18  Singular Value Decomposition

The Singular Value Decomposition (SVD) is a general matrix factorization that decomposes any \(m \times n\) matrix into a product of orthogonal transformations and a diagonal scaling matrix.

18.1 The SVD Theorem

NoteTheorem: Singular Value Decomposition (SVD)

For \(\bA \in \fR^{m \times n}\), there exist orthogonal matrices \(\bU \in \fR^{m \times m}, \bV \in \fR^{n \times n}\) and diagonal \(\bsigma \in \fR^{m \times n}\) such that: \[ \begin{align} \bA = \bU \bsigma \bV^T. \end{align} \]

  • Singular Values (\(\sigma_i\)): Non-negative, ordered \(\sigma_1 \geq \sigma_2 \geq ... \geq 0\).

  • Modes: \(\bA = \sum_{i=1}^r \sigma_i \bu_i \bv_i^T\) (Outer product expansion).

Tip

Geometric Interpretation: \(\bA\) rotates the input space (\(\bV^T\)), scales along the axes (\(\bsigma\)), and rotates the result to the output space (\(\bU\)).

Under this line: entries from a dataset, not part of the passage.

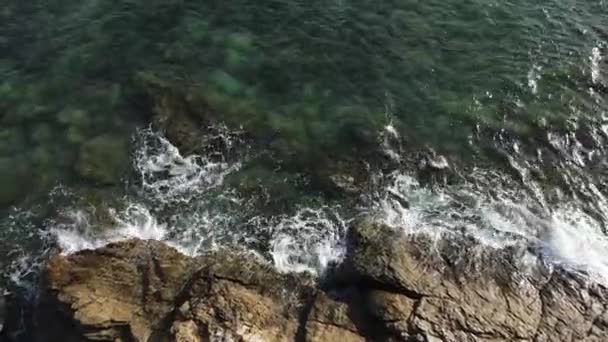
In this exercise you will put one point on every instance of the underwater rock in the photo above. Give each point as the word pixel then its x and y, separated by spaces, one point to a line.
pixel 104 159
pixel 391 287
pixel 12 179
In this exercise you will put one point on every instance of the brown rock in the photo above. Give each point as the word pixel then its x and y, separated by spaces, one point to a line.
pixel 456 290
pixel 331 320
pixel 120 292
pixel 393 287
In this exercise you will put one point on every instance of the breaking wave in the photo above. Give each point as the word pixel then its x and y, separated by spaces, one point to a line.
pixel 208 216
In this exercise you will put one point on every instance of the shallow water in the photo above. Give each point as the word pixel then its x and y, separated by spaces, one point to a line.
pixel 512 94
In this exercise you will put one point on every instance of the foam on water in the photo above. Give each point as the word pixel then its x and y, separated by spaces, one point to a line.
pixel 310 240
pixel 565 234
pixel 168 176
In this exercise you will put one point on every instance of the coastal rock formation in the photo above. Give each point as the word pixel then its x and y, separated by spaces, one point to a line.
pixel 391 287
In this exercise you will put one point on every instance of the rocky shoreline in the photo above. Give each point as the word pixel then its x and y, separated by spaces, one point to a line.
pixel 390 287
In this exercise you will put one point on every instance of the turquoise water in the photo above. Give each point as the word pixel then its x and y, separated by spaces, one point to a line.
pixel 511 93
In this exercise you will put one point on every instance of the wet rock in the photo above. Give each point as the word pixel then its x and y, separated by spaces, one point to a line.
pixel 453 291
pixel 237 298
pixel 343 178
pixel 392 287
pixel 433 167
pixel 104 159
pixel 331 320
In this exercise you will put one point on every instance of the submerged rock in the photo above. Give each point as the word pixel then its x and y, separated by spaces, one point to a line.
pixel 104 159
pixel 391 287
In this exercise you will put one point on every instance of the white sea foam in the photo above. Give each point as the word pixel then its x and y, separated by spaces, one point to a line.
pixel 595 60
pixel 308 241
pixel 314 238
pixel 168 176
pixel 311 240
pixel 565 233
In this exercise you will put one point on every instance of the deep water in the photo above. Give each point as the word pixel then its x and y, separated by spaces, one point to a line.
pixel 512 95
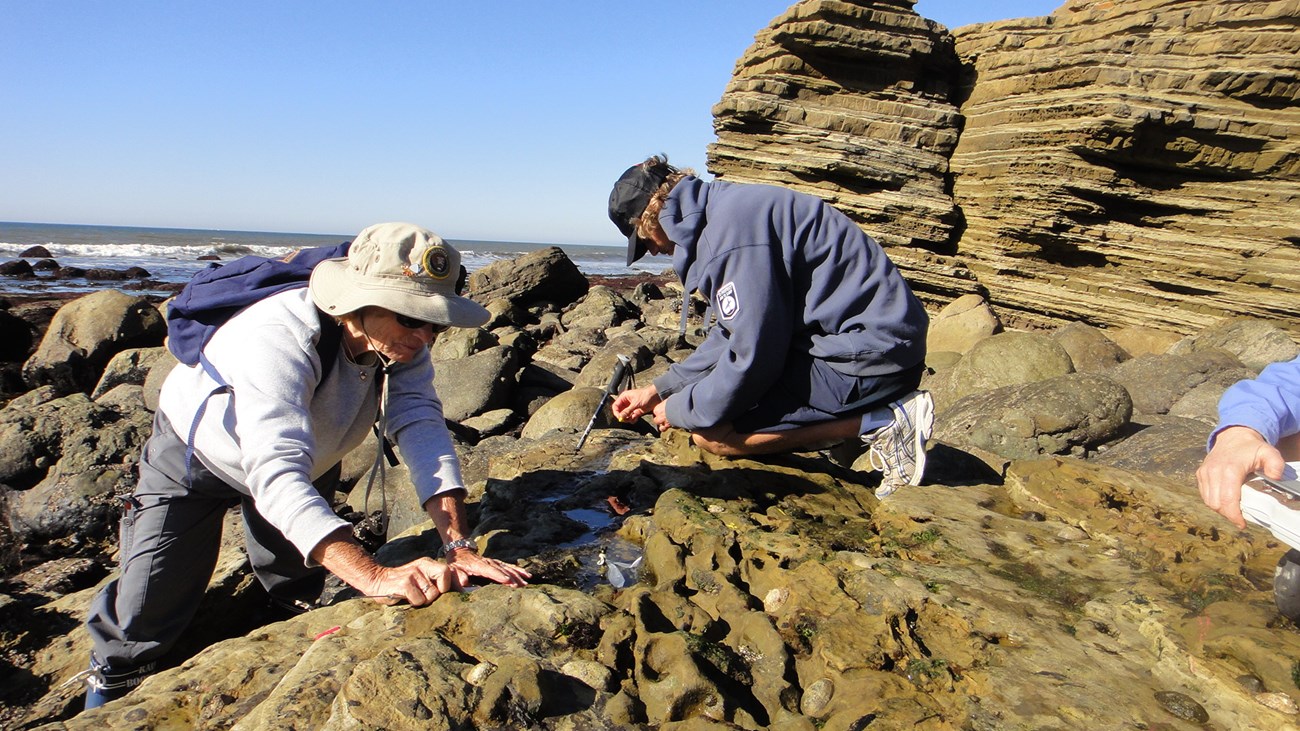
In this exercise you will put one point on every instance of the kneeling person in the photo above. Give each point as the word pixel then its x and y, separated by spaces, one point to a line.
pixel 818 338
pixel 273 441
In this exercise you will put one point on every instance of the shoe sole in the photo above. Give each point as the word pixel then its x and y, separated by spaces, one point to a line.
pixel 924 418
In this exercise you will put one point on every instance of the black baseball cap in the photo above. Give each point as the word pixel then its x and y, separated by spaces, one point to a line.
pixel 629 198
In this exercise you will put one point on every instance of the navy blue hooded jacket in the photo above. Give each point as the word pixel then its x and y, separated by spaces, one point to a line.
pixel 783 272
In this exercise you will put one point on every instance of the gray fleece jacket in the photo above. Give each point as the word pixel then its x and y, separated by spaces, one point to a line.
pixel 282 427
pixel 783 272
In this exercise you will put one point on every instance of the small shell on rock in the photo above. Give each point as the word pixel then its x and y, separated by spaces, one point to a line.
pixel 775 598
pixel 1251 683
pixel 1278 701
pixel 817 697
pixel 479 674
pixel 1071 533
pixel 1182 706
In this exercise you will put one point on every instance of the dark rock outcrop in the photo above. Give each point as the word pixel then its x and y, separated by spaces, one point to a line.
pixel 86 333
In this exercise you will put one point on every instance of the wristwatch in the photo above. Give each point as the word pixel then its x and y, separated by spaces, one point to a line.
pixel 468 544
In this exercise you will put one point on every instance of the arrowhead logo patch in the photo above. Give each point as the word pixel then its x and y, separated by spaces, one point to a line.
pixel 728 302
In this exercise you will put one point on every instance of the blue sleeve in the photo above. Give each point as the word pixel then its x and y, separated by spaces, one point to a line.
pixel 753 303
pixel 1268 403
pixel 694 367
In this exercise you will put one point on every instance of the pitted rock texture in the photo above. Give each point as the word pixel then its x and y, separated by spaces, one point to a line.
pixel 1123 164
pixel 778 597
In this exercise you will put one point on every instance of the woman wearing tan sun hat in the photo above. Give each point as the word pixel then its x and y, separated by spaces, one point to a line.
pixel 273 440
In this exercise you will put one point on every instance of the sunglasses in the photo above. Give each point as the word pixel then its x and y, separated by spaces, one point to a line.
pixel 412 324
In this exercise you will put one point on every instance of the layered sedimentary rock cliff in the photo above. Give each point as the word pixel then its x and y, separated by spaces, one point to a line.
pixel 1129 163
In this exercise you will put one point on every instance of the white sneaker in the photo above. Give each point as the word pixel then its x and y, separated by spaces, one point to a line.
pixel 898 450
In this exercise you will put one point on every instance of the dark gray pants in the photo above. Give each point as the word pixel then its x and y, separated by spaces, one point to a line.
pixel 170 536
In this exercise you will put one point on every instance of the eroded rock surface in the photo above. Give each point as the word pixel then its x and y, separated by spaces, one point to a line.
pixel 1130 163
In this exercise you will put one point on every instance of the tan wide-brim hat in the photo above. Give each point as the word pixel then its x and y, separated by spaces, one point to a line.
pixel 399 267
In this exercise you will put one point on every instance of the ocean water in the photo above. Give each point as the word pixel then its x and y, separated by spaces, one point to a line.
pixel 172 255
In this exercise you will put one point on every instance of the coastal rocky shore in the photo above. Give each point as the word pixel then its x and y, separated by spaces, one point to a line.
pixel 1097 207
pixel 1056 570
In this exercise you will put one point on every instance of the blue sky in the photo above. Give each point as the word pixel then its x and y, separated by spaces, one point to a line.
pixel 502 121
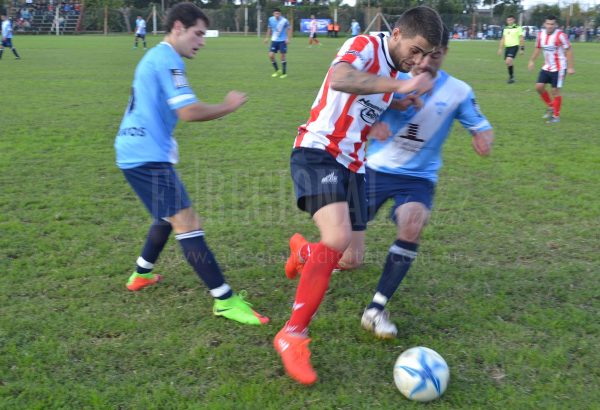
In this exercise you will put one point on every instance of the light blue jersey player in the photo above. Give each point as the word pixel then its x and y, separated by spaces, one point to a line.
pixel 7 33
pixel 278 28
pixel 403 160
pixel 140 31
pixel 146 152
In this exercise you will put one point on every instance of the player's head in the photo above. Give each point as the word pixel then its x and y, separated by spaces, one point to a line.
pixel 433 62
pixel 186 27
pixel 416 34
pixel 550 24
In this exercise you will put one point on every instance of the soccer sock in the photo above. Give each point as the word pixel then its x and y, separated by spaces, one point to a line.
pixel 312 286
pixel 157 237
pixel 556 105
pixel 399 259
pixel 546 97
pixel 198 255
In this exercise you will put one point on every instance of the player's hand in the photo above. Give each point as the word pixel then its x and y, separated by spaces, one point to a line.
pixel 420 84
pixel 380 131
pixel 530 66
pixel 235 99
pixel 482 142
pixel 404 103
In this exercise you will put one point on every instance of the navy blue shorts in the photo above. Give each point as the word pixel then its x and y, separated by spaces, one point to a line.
pixel 320 180
pixel 511 52
pixel 554 78
pixel 278 46
pixel 382 186
pixel 159 187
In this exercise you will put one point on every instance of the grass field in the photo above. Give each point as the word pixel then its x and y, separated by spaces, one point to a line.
pixel 505 286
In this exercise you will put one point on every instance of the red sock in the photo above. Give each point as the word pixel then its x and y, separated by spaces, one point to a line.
pixel 556 105
pixel 313 284
pixel 546 97
pixel 305 252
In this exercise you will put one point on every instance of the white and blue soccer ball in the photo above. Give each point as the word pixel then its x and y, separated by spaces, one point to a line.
pixel 421 374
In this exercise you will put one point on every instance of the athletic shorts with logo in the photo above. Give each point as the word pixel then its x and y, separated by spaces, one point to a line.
pixel 159 188
pixel 320 180
pixel 554 78
pixel 382 186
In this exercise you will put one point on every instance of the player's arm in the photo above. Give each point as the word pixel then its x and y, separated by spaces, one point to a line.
pixel 200 111
pixel 534 56
pixel 570 62
pixel 482 142
pixel 346 78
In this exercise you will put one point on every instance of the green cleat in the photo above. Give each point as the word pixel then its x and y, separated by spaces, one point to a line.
pixel 238 309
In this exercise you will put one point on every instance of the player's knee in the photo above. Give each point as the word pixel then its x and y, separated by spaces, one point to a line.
pixel 338 240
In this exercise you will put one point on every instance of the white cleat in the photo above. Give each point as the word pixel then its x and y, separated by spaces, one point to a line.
pixel 378 322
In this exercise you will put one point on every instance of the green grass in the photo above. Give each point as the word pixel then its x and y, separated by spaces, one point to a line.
pixel 505 287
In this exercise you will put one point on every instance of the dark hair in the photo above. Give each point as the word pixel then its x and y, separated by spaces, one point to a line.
pixel 445 36
pixel 187 13
pixel 421 21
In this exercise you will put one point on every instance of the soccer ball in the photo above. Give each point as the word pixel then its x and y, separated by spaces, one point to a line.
pixel 421 374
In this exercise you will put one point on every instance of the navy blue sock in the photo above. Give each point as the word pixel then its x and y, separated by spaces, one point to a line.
pixel 198 255
pixel 396 266
pixel 157 237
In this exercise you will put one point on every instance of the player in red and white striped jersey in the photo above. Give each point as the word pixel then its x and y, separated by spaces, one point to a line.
pixel 327 162
pixel 558 61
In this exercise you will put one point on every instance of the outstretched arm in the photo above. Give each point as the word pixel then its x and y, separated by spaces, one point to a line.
pixel 482 142
pixel 348 79
pixel 200 111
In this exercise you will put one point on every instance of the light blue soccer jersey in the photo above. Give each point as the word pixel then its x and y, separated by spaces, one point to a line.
pixel 415 147
pixel 159 89
pixel 7 29
pixel 140 25
pixel 278 28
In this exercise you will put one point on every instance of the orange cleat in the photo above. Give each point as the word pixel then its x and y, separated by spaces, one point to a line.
pixel 139 281
pixel 295 263
pixel 295 356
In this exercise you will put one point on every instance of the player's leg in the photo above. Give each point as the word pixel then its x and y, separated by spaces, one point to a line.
pixel 320 184
pixel 283 50
pixel 556 85
pixel 540 87
pixel 189 233
pixel 509 55
pixel 272 52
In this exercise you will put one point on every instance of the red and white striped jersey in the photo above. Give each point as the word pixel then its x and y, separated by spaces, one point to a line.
pixel 340 122
pixel 553 46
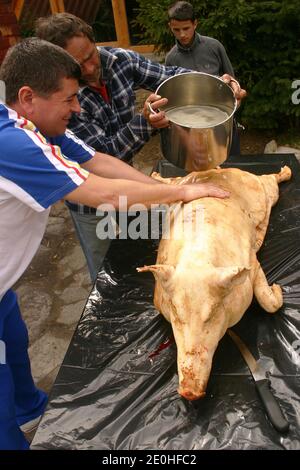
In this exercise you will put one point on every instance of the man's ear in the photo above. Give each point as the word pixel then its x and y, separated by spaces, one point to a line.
pixel 26 96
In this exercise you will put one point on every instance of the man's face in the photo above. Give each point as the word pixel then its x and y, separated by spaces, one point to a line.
pixel 183 30
pixel 86 54
pixel 51 115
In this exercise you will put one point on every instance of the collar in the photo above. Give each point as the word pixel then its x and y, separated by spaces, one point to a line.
pixel 196 41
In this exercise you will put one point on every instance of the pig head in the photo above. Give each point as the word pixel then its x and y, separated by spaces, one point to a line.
pixel 205 280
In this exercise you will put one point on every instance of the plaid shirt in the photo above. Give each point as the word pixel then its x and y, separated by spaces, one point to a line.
pixel 115 127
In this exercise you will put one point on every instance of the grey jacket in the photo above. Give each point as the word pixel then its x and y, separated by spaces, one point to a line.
pixel 204 55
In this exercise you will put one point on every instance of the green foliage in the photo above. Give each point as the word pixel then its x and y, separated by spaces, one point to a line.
pixel 262 41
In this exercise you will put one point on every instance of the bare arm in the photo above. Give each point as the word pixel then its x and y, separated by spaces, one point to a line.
pixel 96 190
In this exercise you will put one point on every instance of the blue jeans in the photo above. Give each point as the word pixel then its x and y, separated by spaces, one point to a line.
pixel 93 248
pixel 20 400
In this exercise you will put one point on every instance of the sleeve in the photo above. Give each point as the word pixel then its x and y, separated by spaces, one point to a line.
pixel 169 59
pixel 123 144
pixel 37 172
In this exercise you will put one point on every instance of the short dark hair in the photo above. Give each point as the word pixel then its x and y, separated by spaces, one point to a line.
pixel 181 11
pixel 61 27
pixel 38 64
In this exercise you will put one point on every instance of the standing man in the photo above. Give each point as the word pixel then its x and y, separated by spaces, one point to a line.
pixel 108 120
pixel 40 163
pixel 197 52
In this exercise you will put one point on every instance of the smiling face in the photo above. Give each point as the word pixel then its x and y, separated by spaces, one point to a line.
pixel 51 114
pixel 86 54
pixel 183 31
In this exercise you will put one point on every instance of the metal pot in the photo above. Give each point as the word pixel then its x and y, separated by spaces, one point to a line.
pixel 200 110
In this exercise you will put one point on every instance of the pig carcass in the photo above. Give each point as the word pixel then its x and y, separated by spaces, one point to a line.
pixel 205 283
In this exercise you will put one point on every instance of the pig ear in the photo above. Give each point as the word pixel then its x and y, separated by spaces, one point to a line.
pixel 232 276
pixel 161 272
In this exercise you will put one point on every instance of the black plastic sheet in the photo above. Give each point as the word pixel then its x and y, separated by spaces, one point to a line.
pixel 117 387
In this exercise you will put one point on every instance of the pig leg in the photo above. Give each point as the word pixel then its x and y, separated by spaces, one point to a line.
pixel 269 297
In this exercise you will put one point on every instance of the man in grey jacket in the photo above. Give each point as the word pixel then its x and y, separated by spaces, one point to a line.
pixel 197 52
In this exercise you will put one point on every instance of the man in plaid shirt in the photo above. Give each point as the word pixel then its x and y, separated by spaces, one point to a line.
pixel 108 120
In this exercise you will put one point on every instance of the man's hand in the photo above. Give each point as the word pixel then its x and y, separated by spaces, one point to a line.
pixel 198 190
pixel 239 93
pixel 156 119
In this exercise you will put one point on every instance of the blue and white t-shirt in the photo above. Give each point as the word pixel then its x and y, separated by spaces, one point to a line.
pixel 35 172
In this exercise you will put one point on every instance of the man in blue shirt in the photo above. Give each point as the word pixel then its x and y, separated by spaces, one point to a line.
pixel 40 163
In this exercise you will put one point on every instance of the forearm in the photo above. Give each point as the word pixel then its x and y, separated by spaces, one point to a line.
pixel 122 144
pixel 107 166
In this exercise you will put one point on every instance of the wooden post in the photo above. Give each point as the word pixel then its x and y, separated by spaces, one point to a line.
pixel 121 23
pixel 18 8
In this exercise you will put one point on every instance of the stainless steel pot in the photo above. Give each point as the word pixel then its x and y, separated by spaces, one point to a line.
pixel 192 142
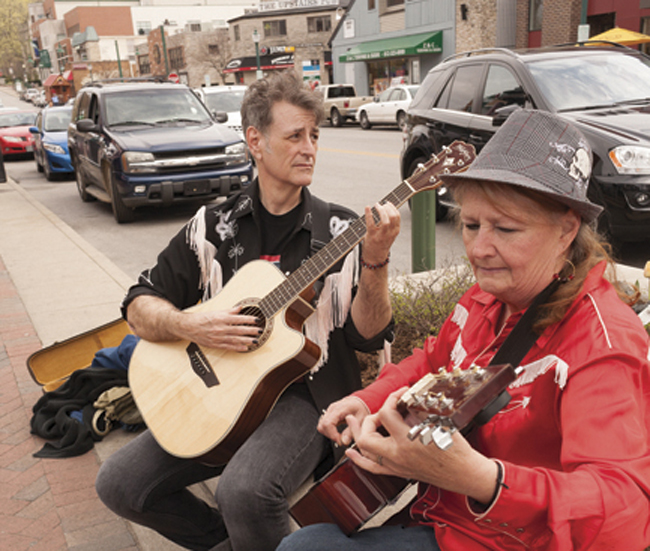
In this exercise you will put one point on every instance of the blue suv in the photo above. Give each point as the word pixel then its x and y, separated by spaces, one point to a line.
pixel 152 143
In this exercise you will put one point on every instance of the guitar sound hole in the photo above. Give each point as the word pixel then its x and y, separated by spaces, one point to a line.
pixel 265 325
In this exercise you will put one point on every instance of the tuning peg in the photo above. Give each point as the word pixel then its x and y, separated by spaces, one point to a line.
pixel 442 437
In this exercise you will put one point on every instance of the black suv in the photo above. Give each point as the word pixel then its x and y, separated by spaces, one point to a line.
pixel 152 143
pixel 603 89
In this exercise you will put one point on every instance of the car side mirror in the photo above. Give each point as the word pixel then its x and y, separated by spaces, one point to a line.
pixel 502 113
pixel 86 125
pixel 220 116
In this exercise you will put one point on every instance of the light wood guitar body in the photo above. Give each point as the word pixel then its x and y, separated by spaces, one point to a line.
pixel 190 419
pixel 204 403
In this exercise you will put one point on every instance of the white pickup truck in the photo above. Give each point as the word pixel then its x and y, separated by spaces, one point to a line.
pixel 341 102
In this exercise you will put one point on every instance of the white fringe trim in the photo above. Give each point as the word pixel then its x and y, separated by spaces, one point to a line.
pixel 538 368
pixel 211 275
pixel 458 353
pixel 333 305
pixel 460 315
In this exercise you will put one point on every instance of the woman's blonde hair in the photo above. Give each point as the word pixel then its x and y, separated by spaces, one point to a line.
pixel 587 249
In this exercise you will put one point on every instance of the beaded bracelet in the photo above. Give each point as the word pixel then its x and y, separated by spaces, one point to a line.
pixel 364 264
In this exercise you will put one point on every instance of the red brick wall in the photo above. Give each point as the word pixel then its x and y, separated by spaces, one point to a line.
pixel 560 21
pixel 521 40
pixel 107 20
pixel 48 9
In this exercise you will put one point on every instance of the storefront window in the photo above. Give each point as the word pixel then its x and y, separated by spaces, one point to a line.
pixel 319 24
pixel 535 19
pixel 275 28
pixel 382 73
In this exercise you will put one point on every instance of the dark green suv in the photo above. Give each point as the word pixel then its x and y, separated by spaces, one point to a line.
pixel 603 88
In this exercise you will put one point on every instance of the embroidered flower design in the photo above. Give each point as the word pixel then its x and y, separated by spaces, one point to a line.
pixel 338 226
pixel 226 230
pixel 244 204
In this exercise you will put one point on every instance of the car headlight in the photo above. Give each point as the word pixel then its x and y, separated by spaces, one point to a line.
pixel 631 159
pixel 138 162
pixel 237 153
pixel 53 148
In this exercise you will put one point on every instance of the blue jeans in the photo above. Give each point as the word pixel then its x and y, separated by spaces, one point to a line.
pixel 143 483
pixel 328 537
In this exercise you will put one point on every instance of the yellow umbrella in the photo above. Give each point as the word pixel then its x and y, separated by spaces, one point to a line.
pixel 622 36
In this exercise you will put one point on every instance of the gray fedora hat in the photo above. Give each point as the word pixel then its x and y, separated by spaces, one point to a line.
pixel 541 151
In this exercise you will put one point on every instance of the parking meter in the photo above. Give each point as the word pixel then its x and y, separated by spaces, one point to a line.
pixel 3 174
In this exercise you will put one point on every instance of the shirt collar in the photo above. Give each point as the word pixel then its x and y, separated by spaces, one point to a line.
pixel 248 200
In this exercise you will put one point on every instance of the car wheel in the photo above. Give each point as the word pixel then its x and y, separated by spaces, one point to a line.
pixel 335 118
pixel 441 210
pixel 48 171
pixel 121 212
pixel 81 185
pixel 363 121
pixel 401 120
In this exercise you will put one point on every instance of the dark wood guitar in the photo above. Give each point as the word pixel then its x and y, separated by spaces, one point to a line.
pixel 436 406
pixel 204 403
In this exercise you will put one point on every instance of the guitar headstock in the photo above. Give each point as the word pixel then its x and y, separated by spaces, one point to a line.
pixel 453 158
pixel 441 403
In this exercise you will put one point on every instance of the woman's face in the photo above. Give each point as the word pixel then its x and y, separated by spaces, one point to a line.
pixel 515 249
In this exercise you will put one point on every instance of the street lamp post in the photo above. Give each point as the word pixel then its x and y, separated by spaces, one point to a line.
pixel 59 54
pixel 256 39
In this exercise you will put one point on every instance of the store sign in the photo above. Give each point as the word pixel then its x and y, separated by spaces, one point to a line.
pixel 395 47
pixel 277 5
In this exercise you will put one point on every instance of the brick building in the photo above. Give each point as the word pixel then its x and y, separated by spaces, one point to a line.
pixel 290 36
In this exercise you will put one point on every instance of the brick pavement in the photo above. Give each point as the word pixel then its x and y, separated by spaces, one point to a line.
pixel 45 504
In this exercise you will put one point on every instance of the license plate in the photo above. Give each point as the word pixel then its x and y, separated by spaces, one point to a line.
pixel 200 187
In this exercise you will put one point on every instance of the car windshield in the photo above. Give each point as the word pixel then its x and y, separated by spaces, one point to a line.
pixel 154 106
pixel 16 119
pixel 225 101
pixel 57 120
pixel 592 81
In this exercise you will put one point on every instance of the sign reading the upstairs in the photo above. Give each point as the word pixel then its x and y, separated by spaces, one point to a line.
pixel 276 5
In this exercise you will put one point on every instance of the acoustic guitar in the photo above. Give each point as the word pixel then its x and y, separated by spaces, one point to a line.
pixel 204 403
pixel 436 406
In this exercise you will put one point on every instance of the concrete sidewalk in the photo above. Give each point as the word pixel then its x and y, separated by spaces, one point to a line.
pixel 53 285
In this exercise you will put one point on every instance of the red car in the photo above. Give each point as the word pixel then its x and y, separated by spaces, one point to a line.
pixel 15 137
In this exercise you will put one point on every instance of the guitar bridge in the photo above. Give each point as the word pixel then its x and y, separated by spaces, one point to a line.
pixel 201 366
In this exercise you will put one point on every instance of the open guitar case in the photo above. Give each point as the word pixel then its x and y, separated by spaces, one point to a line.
pixel 85 390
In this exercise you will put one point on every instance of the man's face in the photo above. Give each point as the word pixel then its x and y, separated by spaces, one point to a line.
pixel 286 152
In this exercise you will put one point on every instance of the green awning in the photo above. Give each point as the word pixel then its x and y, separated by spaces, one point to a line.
pixel 424 43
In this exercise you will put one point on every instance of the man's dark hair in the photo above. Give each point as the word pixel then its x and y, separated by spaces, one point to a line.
pixel 278 86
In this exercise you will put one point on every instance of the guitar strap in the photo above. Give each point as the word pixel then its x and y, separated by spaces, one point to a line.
pixel 512 351
pixel 320 224
pixel 522 337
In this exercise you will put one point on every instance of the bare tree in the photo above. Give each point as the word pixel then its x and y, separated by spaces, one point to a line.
pixel 212 51
pixel 13 20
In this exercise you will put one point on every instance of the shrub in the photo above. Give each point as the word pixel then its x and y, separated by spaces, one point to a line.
pixel 421 303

18.2 The Four Fundamental Subspaces

The SVD provides optimal orthonormal bases for the spaces defined by \(\bA\) (rank \(r\)):

  1. First \(r\) columns of \(\bU\).

  2. Last \(n-r\) columns of \(\bV\).

  3. First \(r\) columns of \(\bV\).

  4. Last \(m-r\) columns of \(\bU\).

NoteTheorem: Relationship to Eigendecomposition
  • Right singular vectors (\(\bv_i\)) are eigenvectors of \(\bA^T\bA\).

  • Left singular vectors (\(\bu_i\)) are eigenvectors of \(\bA\bA^T\).

  • Singular values \(\sigma_i = \sqrt{\lambda_i(\bA^T\bA)}\).

18.3 Low-Rank Approximation

NoteTheorem: Eckart-Young-Mirsky Theorem

The best rank-\(k\) approximation (\(k < r\)) of \(\bA\) in spectral and Frobenius norms is the truncated SVD: \[ \begin{align} \bA_k = \sum_{i=1}^k \sigma_i \bu_i \bv_i^T. \end{align} \]

  • Error: \(\|\bA - \bA_k\|_2 = \sigma_{k+1}\).
Tip

Applications: Truncated SVD provides the computational basis for Principal Component Analysis (PCA), image compression, and latent semantic analysis.

18.4 The Pseudoinverse

NoteDefinition: Moore-Penrose Pseudoinverse

\(\bA^+ = \bV \bsigma^+ \bU^T\), where \((\bsigma^+)_{ii} = 1/\sigma_i\) if \(\sigma_i > 0\), else \(0\).

  • Minimum-Norm Solution: For any system \(\bA\bx = \bb\), the vector \(\hat{\bx} = \bA^+\bb\) is the shortest vector minimizing \(\|\bA\bx - \bb\|_2\).
WarningExercise
  1. Compute the SVD of \(\bA = \begin{pmatrix} 3 & 1 \\ 1 & 2 \end{pmatrix}\) by hand.

  2. Compression: Load a \(512 \times 512\) image. Plot the relative error \(\|\bA - \bA_k\|_F / \|\bA\|_F\) vs. \(k\). At what \(k\) is the image recognizable?

  3. Use the pseudoinverse to find the least squares solution to a rank-deficient \(3 \times 3\) system.